Tradisi ini mengajarkan pentingnya saling memaafkan dan menghormati orang tua sebagai wujud rasa syukur dan bakti kepada orang tua.
Advertisement
Nyekar: Menghormati Leluhur
Tradisi Nyekar atau ziarah kubur dilakukan sebelum atau sesudah Lebaran untuk mengunjungi dan mendoakan keluarga atau sanak saudara yang telah meninggal. Tradisi ini menunjukkan penghormatan kepada leluhur dan pentingnya mengingat kematian.

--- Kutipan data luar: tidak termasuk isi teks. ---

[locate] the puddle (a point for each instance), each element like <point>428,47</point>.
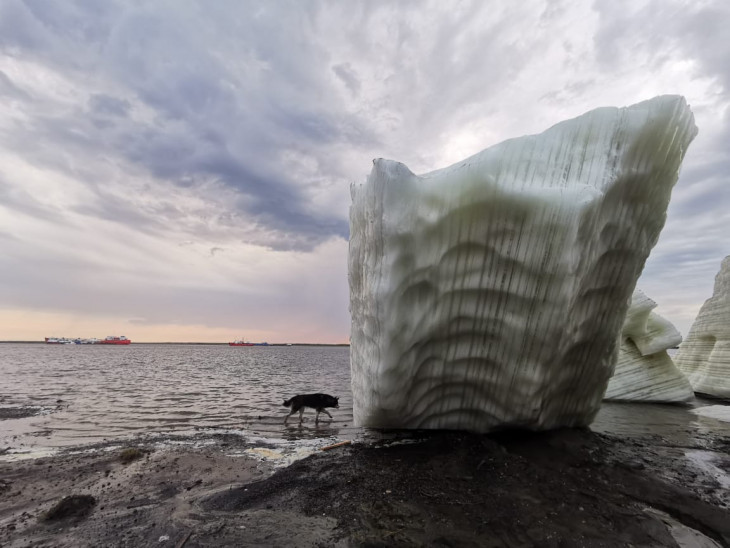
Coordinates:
<point>684,536</point>
<point>705,462</point>
<point>717,412</point>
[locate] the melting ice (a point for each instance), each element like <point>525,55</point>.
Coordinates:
<point>491,293</point>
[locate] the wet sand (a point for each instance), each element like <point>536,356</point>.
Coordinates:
<point>563,488</point>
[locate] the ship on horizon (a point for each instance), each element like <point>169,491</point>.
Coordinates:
<point>111,339</point>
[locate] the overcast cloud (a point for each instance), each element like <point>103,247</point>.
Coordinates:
<point>180,170</point>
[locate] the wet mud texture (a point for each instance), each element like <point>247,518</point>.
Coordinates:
<point>564,488</point>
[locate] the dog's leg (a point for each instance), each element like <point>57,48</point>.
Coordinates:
<point>289,415</point>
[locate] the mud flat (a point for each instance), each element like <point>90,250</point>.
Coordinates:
<point>563,488</point>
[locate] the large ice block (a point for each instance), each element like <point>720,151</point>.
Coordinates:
<point>491,293</point>
<point>704,356</point>
<point>644,371</point>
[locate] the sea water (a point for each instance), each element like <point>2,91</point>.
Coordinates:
<point>90,393</point>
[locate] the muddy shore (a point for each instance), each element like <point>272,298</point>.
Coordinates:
<point>563,488</point>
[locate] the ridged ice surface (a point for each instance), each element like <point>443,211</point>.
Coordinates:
<point>492,293</point>
<point>644,370</point>
<point>704,356</point>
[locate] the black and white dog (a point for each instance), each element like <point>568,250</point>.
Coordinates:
<point>315,401</point>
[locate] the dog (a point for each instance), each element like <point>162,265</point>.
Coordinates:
<point>315,401</point>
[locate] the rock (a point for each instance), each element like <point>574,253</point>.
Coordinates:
<point>491,293</point>
<point>72,506</point>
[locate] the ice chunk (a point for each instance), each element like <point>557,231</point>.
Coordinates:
<point>644,371</point>
<point>491,293</point>
<point>705,355</point>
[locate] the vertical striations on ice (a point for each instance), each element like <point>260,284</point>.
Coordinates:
<point>491,293</point>
<point>644,370</point>
<point>705,355</point>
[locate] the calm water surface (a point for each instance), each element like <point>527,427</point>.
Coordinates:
<point>91,392</point>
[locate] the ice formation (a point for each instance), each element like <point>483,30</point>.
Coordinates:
<point>644,370</point>
<point>491,293</point>
<point>705,355</point>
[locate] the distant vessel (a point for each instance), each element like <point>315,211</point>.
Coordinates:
<point>111,339</point>
<point>77,340</point>
<point>241,342</point>
<point>59,340</point>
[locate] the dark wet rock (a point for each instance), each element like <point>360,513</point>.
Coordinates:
<point>7,413</point>
<point>72,506</point>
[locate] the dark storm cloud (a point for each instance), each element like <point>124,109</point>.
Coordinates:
<point>210,122</point>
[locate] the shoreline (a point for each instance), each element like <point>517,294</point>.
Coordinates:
<point>565,487</point>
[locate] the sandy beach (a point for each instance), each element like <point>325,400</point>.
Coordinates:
<point>562,488</point>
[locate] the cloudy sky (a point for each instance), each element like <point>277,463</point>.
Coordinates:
<point>180,170</point>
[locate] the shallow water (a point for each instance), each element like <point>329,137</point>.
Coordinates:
<point>93,393</point>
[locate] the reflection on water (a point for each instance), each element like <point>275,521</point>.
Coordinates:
<point>108,392</point>
<point>101,392</point>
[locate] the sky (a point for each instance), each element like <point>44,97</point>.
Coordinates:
<point>180,170</point>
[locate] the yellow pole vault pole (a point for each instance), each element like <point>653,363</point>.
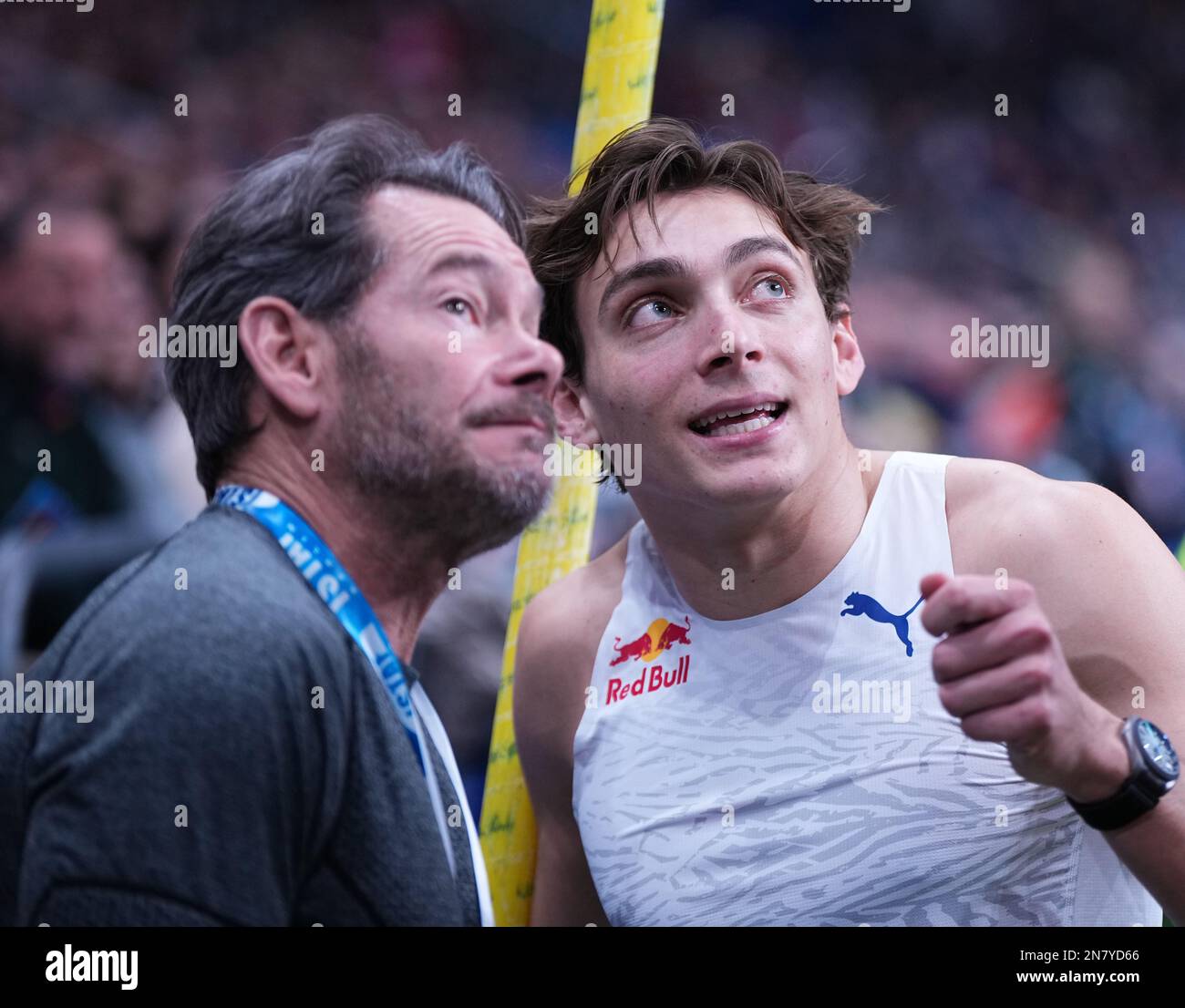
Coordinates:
<point>615,94</point>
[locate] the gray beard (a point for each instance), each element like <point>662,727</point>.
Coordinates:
<point>419,477</point>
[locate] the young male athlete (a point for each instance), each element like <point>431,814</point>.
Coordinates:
<point>743,712</point>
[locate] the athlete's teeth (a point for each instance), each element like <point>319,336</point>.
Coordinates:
<point>747,426</point>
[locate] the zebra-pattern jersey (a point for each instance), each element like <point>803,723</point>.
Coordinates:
<point>798,767</point>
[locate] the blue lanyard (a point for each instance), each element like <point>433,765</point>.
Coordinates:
<point>336,590</point>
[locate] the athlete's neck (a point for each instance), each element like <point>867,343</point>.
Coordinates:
<point>737,561</point>
<point>397,570</point>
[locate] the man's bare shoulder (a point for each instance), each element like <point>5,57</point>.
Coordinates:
<point>562,625</point>
<point>1002,514</point>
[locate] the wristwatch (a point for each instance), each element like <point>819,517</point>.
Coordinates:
<point>1156,769</point>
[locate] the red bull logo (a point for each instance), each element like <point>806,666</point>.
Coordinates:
<point>660,636</point>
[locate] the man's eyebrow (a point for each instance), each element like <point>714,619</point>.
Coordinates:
<point>739,252</point>
<point>475,261</point>
<point>648,269</point>
<point>462,261</point>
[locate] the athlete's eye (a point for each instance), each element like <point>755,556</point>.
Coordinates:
<point>770,288</point>
<point>652,311</point>
<point>459,305</point>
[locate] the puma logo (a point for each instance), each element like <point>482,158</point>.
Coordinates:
<point>866,605</point>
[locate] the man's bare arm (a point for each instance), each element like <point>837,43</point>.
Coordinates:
<point>556,651</point>
<point>1114,596</point>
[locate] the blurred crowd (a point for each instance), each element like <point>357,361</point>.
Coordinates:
<point>1025,218</point>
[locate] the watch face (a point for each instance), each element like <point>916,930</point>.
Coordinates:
<point>1158,750</point>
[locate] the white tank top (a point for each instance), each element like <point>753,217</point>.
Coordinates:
<point>798,767</point>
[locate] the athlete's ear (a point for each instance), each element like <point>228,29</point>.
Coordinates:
<point>573,421</point>
<point>846,351</point>
<point>291,355</point>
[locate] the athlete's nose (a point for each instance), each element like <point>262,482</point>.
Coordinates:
<point>729,343</point>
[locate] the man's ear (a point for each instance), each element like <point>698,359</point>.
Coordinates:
<point>288,355</point>
<point>572,419</point>
<point>846,352</point>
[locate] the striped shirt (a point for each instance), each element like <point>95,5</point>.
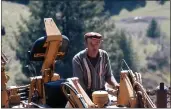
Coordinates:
<point>98,77</point>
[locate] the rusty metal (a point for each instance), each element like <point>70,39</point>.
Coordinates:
<point>161,96</point>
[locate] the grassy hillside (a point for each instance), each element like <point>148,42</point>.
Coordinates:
<point>143,46</point>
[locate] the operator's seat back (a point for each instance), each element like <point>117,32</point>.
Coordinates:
<point>38,50</point>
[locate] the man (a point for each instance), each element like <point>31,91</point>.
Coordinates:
<point>92,65</point>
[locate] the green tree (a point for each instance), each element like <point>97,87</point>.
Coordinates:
<point>153,30</point>
<point>119,47</point>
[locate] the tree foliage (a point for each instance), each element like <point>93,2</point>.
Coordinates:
<point>153,30</point>
<point>119,47</point>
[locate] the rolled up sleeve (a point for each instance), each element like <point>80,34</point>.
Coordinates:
<point>109,73</point>
<point>78,72</point>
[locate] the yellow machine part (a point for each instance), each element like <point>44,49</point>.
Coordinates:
<point>127,96</point>
<point>100,98</point>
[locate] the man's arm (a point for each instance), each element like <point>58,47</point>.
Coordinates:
<point>78,72</point>
<point>110,79</point>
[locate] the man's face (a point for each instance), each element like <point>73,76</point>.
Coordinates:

Nyekar merupakan tradisi yang mengajarkan pentingnya mengingat jasa-jasa leluhur dan mengingatkan kita akan kematian. Dengan mengunjungi makam leluhur, kita dapat merenungkan kehidupan dan mempersiapkan diri untuk menghadapi kematian.
Tradisi ini juga mempererat hubungan antar generasi dan memperkuat rasa kebersamaan dalam keluarga. Nilai-nilai spiritual dan moral yang terkandung dalam tradisi Nyekar sangat penting untuk dijaga dan dilestarikan.
Melalui tradisi Nyekar, masyarakat Sunda menunjukkan kepedulian dan penghormatan terhadap leluhur dan keluarganya yang telah meninggal dunia.
Kesimpulan: Tradisi Lebaran Sunda yang kaya akan nilai-nilai kearifan lokal dan kental dengan nuansa kekeluargaan, patut kita lestarikan. Dari Nganteuran hingga Nyekar, setiap tradisi menyimpan makna mendalam yang memperkuat ikatan sosial dan spiritual masyarakat Sunda.